Components. These seem to be essential, though how they are approached may vary:
- Advanced translation engine. Fast, working off a large database, able to detect and adjust to accents and dialects.
- Input device. Audio and video. Able to pick clear signals out of ambient noise and images. For the speaker, able to pick up verbal expressions, not just individual words. For the listener, focused, based on his/her attention (since more than one person may be speaking).
- Output device. Immediate text translation. Near real-time translation of speech with expression, confidence factors (if needed), and accessible references.
- Contextual information. A mix of static data, based on things like scheduling, and location and dynamic, based on gestures, mood and environmental changes.
- Personalization. Specific knowledge of speakers and listeners to handle nonstandard word use, nuance, and subtext.
- Universal participation. Many communities today are isolated because of language. The less broadly your language is spoken, the more limited is the content available to you. And the more difficult it is to have your views known and heard. In principle, Fluent could obliterate this barrier.
- Understanding. As the experiences and ideas of others become available, the potential for correct analysis of their behaviors and the development of empathy may increase. Also, direct communication may decrease the chances of misunderstanding.
- Perspective. Communicating regularly with a more diverse set of people with very different experiences has the potential to broaden personal perspectives on issues, concerns, approaches, and philosophies.
- Questions. By providing access to other cultures, accepted norms, wisdom, and approaches will be challenged.
- Knowledge. Whole areas of knowledge – current and historical – will become accessible.
- Collaboration. Jargon, as well as language, should be a subject of translation. This could open the door to conversations and joint projects across different disciplines.

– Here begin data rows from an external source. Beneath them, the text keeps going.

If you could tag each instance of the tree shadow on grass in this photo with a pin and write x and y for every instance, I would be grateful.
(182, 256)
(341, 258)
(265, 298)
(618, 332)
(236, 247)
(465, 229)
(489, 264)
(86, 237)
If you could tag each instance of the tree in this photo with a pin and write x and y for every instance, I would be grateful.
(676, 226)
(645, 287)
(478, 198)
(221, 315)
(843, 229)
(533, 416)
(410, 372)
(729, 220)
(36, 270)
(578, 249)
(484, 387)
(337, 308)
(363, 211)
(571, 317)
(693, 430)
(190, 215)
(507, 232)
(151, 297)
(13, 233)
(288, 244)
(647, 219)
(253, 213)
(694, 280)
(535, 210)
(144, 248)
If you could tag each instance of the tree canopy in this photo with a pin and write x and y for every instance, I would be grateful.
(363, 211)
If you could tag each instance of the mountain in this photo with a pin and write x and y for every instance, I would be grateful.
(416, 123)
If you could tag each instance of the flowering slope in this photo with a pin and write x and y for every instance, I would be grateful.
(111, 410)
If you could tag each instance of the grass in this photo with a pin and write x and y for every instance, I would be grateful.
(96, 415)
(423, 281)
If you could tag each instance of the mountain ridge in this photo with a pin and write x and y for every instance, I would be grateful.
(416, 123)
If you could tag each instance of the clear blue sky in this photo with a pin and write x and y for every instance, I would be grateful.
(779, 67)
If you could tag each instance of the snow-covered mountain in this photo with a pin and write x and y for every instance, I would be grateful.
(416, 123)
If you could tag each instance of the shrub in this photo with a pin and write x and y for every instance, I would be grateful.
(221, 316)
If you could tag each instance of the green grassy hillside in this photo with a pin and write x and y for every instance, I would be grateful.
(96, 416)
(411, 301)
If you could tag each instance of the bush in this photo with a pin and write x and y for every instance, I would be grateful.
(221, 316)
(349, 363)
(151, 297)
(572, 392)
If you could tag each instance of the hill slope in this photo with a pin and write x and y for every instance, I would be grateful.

Does this meet Stephenson’s challenge?
- Achievable. Language processing is one of the most intensive and complex activities in the brain. Creating a chip that does this work is probably a stretch. But the hardware and software for an augmented reality system seem to be within reach.
- Career objective. Is this big enough to take decades? A recent TED talk about developing futuristic input/output designs for “Minority Report” seemed wistful because what the designers had designed as far future became real so quickly. Once the challenge is out there in a way that catches the imaginations of engineers (and businesses), things can happen quickly. (Though not always. Virtual reality continues to lurch forward at an uneven pace.) I suspect getting something better – meaning an improvement dramatic enough to change culture – can be achieved within ten years. But the full expression of the fluent concept seems to be further off.
- Practical purpose. Yes.
- A technological fix for a major human problem. A great deal of misunderstanding, sometimes tragic, occurs because of differences in language. But conversations, especially those with emotional importance, have subtext. What is said is not what is meant. Connotation is more important than denotation. And language is just one part of culture. The larger context provides meaning. So this is a useful fix, but it will have unintended side effects.
I think there’s also something poetic about matching Stephenson’s example of the Tall Tower with an end to the confusion of languages.